Last week, US rail operator Norfolk Southern announced that it had rejected an unsolicited takeover bid by Canadian Pacific, which would create a transcontinental rail company.
Canadian Pacific revised its offer this week, but Norfolk Southern has said that the latest offer is a ‘reduced proposal’.
For the initial bid, Canadian Pacific offered cash and stock worth $37.8 billion – a deal that would have been the second-largest merger in the history of global transportation.
Norfolk Southern rejected the offer based on the fact that it said it could boost its profitability independently, and that the deal would probably not win regulatory approval.
James Squires, Norfolk Southern CEO said, “There is a high probability that after years of disruption and expense, the proposed combination would be rejected by the Surface Transportation Board.

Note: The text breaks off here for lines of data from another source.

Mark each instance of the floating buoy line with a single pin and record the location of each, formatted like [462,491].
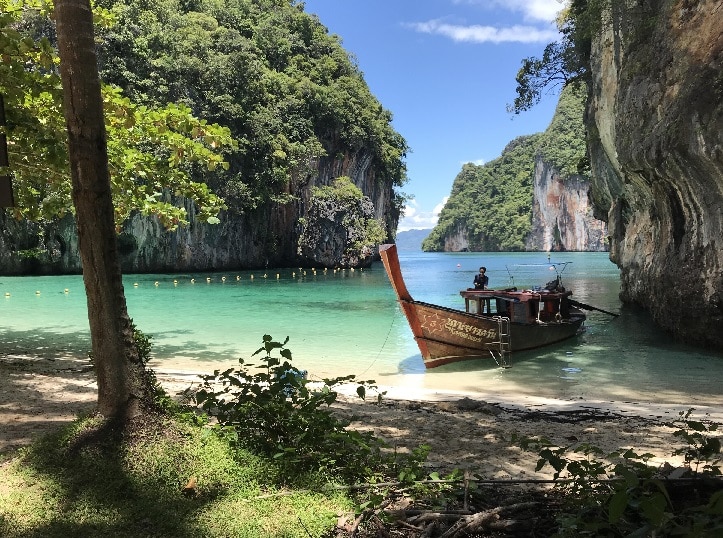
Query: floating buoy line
[300,275]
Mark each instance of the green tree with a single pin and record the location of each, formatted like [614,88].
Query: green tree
[492,203]
[117,363]
[151,149]
[563,63]
[269,71]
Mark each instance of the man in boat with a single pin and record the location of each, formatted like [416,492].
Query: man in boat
[480,283]
[481,279]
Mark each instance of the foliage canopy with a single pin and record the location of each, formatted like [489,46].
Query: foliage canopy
[150,148]
[285,88]
[492,203]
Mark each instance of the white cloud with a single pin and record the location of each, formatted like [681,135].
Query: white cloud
[539,10]
[538,14]
[416,219]
[532,10]
[487,34]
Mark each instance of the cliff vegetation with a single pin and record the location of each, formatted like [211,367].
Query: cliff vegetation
[490,207]
[654,120]
[291,111]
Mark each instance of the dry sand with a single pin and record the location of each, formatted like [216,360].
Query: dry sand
[466,431]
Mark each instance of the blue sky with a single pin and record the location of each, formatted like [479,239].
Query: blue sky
[446,71]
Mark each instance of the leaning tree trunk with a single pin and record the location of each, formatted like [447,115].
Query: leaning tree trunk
[117,364]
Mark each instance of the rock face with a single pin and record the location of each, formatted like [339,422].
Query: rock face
[266,237]
[655,119]
[562,217]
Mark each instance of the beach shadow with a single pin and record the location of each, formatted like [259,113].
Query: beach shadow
[39,394]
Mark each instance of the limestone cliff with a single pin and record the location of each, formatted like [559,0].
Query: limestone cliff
[655,118]
[266,237]
[562,217]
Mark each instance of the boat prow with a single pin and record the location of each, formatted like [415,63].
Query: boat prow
[520,320]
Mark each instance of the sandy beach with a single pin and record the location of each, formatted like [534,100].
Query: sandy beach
[464,430]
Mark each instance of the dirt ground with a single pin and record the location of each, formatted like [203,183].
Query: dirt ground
[38,394]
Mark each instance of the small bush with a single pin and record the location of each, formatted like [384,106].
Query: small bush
[621,495]
[272,409]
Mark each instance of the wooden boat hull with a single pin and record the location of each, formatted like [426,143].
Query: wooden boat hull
[447,335]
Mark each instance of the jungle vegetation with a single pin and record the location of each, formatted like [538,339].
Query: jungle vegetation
[265,69]
[492,203]
[227,103]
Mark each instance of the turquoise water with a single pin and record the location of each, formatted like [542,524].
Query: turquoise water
[348,322]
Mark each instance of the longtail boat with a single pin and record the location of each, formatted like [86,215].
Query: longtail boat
[493,324]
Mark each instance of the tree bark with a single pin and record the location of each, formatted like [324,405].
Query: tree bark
[117,365]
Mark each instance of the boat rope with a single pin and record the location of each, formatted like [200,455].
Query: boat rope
[386,339]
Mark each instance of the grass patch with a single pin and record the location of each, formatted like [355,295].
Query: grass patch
[131,484]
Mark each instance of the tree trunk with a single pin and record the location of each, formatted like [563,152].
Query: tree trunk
[117,365]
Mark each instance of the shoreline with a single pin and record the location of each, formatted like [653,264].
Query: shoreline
[519,402]
[473,431]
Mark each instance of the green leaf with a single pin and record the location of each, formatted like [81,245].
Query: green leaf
[617,505]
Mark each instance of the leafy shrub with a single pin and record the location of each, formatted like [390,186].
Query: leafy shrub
[272,409]
[624,496]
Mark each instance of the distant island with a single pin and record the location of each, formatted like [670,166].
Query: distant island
[412,239]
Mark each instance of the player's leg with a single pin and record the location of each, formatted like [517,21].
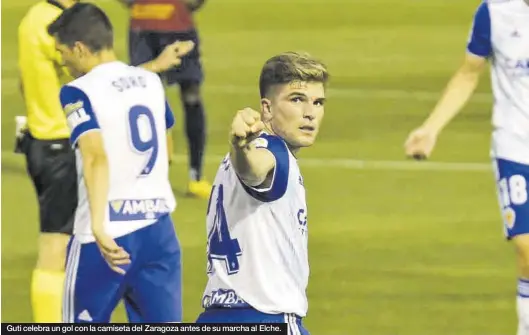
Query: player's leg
[156,288]
[512,182]
[195,121]
[250,315]
[189,76]
[51,166]
[92,290]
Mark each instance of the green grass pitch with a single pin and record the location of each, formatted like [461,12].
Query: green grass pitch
[394,250]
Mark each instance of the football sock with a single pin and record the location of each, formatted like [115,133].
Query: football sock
[46,296]
[196,136]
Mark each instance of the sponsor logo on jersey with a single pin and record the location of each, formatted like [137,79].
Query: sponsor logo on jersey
[140,209]
[223,298]
[76,114]
[302,220]
[517,67]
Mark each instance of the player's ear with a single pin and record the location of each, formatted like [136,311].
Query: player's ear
[266,109]
[79,49]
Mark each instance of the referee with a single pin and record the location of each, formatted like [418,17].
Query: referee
[50,160]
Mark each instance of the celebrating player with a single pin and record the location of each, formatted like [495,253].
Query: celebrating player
[500,33]
[124,243]
[44,142]
[257,215]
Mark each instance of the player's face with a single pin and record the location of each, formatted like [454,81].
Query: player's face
[70,58]
[295,112]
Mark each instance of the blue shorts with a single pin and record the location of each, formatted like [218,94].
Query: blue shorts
[250,315]
[511,183]
[151,286]
[145,46]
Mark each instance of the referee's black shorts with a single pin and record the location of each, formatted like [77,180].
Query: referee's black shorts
[51,166]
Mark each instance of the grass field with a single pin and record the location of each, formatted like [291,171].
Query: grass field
[394,250]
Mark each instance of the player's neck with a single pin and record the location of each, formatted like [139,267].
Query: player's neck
[67,3]
[102,57]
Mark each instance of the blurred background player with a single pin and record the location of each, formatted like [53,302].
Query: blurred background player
[500,33]
[119,118]
[153,25]
[257,215]
[50,161]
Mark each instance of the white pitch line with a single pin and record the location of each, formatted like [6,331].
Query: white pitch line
[339,163]
[358,164]
[10,87]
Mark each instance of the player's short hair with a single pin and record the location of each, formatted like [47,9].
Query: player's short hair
[289,67]
[85,23]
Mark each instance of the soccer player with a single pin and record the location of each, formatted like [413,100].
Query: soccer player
[153,25]
[124,243]
[49,158]
[500,33]
[258,265]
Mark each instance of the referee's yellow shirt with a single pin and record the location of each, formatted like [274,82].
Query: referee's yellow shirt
[41,72]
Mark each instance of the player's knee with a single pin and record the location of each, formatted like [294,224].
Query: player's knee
[191,93]
[52,251]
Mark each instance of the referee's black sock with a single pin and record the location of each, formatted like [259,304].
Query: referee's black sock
[195,130]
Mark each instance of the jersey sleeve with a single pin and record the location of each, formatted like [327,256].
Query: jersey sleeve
[169,117]
[480,35]
[279,183]
[79,112]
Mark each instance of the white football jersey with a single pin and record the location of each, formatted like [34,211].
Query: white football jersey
[127,106]
[257,238]
[501,33]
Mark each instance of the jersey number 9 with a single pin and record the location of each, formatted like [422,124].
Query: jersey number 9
[143,135]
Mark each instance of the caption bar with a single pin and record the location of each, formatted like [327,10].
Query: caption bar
[160,328]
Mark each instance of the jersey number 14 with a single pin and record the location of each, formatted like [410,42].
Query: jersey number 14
[220,244]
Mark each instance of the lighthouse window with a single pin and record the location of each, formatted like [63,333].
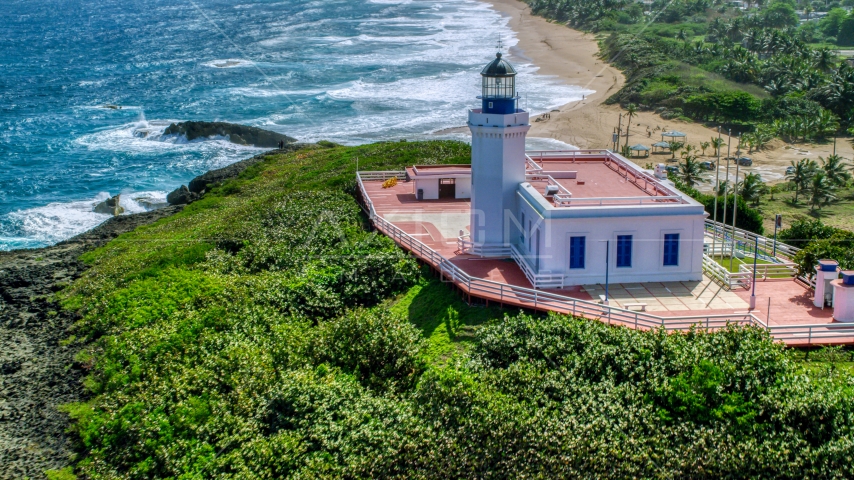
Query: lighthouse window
[671,249]
[576,252]
[624,250]
[499,87]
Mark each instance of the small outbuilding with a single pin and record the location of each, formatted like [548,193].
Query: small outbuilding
[660,145]
[432,182]
[676,135]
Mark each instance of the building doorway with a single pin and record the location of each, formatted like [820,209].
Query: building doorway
[447,188]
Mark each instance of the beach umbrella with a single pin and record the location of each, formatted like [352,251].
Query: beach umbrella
[660,145]
[674,134]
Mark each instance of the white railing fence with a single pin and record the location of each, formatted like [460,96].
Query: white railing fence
[539,300]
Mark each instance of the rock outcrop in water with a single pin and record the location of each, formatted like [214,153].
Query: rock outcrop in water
[110,206]
[197,187]
[239,134]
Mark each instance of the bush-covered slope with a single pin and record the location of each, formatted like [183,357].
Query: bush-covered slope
[264,332]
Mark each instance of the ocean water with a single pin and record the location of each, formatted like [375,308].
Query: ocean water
[350,71]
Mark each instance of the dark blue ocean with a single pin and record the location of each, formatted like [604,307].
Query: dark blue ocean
[347,71]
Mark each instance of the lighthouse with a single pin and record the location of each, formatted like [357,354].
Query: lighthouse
[498,131]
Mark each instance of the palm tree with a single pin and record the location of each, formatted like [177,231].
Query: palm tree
[632,109]
[751,188]
[820,190]
[675,147]
[717,143]
[836,170]
[802,171]
[690,171]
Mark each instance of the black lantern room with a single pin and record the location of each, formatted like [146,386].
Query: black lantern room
[499,87]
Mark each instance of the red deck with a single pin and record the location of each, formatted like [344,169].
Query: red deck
[437,223]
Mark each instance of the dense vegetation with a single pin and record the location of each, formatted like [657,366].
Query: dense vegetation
[264,332]
[756,70]
[819,241]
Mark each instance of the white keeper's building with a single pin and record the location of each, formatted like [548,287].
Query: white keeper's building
[566,217]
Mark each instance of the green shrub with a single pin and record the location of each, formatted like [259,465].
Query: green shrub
[380,349]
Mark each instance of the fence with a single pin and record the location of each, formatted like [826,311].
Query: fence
[539,300]
[744,241]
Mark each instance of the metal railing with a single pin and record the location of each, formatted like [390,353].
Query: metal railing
[383,175]
[537,279]
[719,273]
[539,300]
[748,240]
[466,246]
[600,201]
[765,271]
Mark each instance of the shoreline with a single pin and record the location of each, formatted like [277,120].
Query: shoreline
[573,56]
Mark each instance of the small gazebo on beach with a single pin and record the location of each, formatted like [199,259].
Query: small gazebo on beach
[661,145]
[673,134]
[639,148]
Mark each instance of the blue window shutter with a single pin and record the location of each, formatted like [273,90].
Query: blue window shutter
[576,252]
[671,249]
[624,250]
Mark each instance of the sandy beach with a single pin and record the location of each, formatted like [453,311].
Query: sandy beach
[573,56]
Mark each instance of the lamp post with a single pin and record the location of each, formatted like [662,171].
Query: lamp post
[726,193]
[734,211]
[753,283]
[717,183]
[778,222]
[607,256]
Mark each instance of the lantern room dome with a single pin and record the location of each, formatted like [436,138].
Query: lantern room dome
[498,68]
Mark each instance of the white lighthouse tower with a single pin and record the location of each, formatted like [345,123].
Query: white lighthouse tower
[498,132]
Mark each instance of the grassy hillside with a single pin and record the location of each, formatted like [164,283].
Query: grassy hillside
[265,332]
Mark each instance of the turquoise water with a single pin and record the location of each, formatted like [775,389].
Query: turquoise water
[347,71]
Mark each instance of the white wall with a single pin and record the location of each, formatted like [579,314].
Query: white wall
[463,187]
[498,167]
[431,187]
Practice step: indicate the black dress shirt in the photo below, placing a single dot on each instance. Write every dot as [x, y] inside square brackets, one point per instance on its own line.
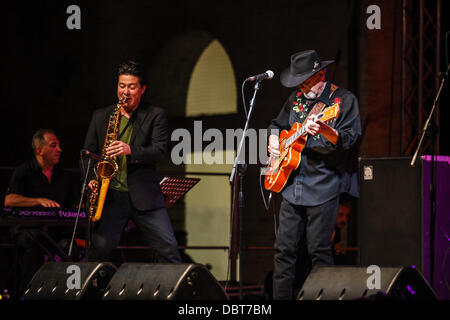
[326, 170]
[29, 181]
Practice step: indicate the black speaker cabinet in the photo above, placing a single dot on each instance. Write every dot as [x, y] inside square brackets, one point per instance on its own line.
[390, 212]
[70, 281]
[140, 281]
[394, 217]
[355, 283]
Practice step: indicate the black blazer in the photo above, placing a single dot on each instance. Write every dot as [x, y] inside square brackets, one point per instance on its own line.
[148, 144]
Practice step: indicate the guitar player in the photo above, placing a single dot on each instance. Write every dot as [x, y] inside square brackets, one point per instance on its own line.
[327, 171]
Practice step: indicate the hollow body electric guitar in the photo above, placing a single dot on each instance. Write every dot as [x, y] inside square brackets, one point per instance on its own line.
[291, 146]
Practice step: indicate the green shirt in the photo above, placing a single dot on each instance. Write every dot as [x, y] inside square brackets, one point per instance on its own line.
[120, 181]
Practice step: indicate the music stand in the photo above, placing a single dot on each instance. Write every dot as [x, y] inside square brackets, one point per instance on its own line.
[174, 188]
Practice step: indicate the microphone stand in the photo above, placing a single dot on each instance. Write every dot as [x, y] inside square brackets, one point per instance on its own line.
[83, 191]
[240, 167]
[432, 192]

Even if the proposed combination were ultimately to be cleared, it would be subject to a wide range of onerous conditions that would reduce the value of the stock consideration that has been proposed.”
Norfolk Southern has also rejected a confidentiality agreement to discuss the proposed bid privately.
Coming back a second time
This week, Canadian Pacific came back with a revised offer, but the two companies are arguing over whether the offer is better or worse than the original.
The new offer would see Canadian Pacific paying $32.86 in cash, and allocated 0.451 shares in the combined company, for every share of Norfolk Southern stock. The original offer was for $46.72 in cash, and 0.348 shares in the new company.
There is also concern as to whether the takeover proposal is legal. In a statement, Squires said, “Canadian Pacific’s revised, reduced proposal is not only less than what the Norfolk Southern board has already found to be grossly inadequate, it is even more uncertain and risky given the decrease in the cash consideration.”
It is possible that Canadian Pacific will now attempt to pursue a proxy fight to force Norfolk Southern into a deal.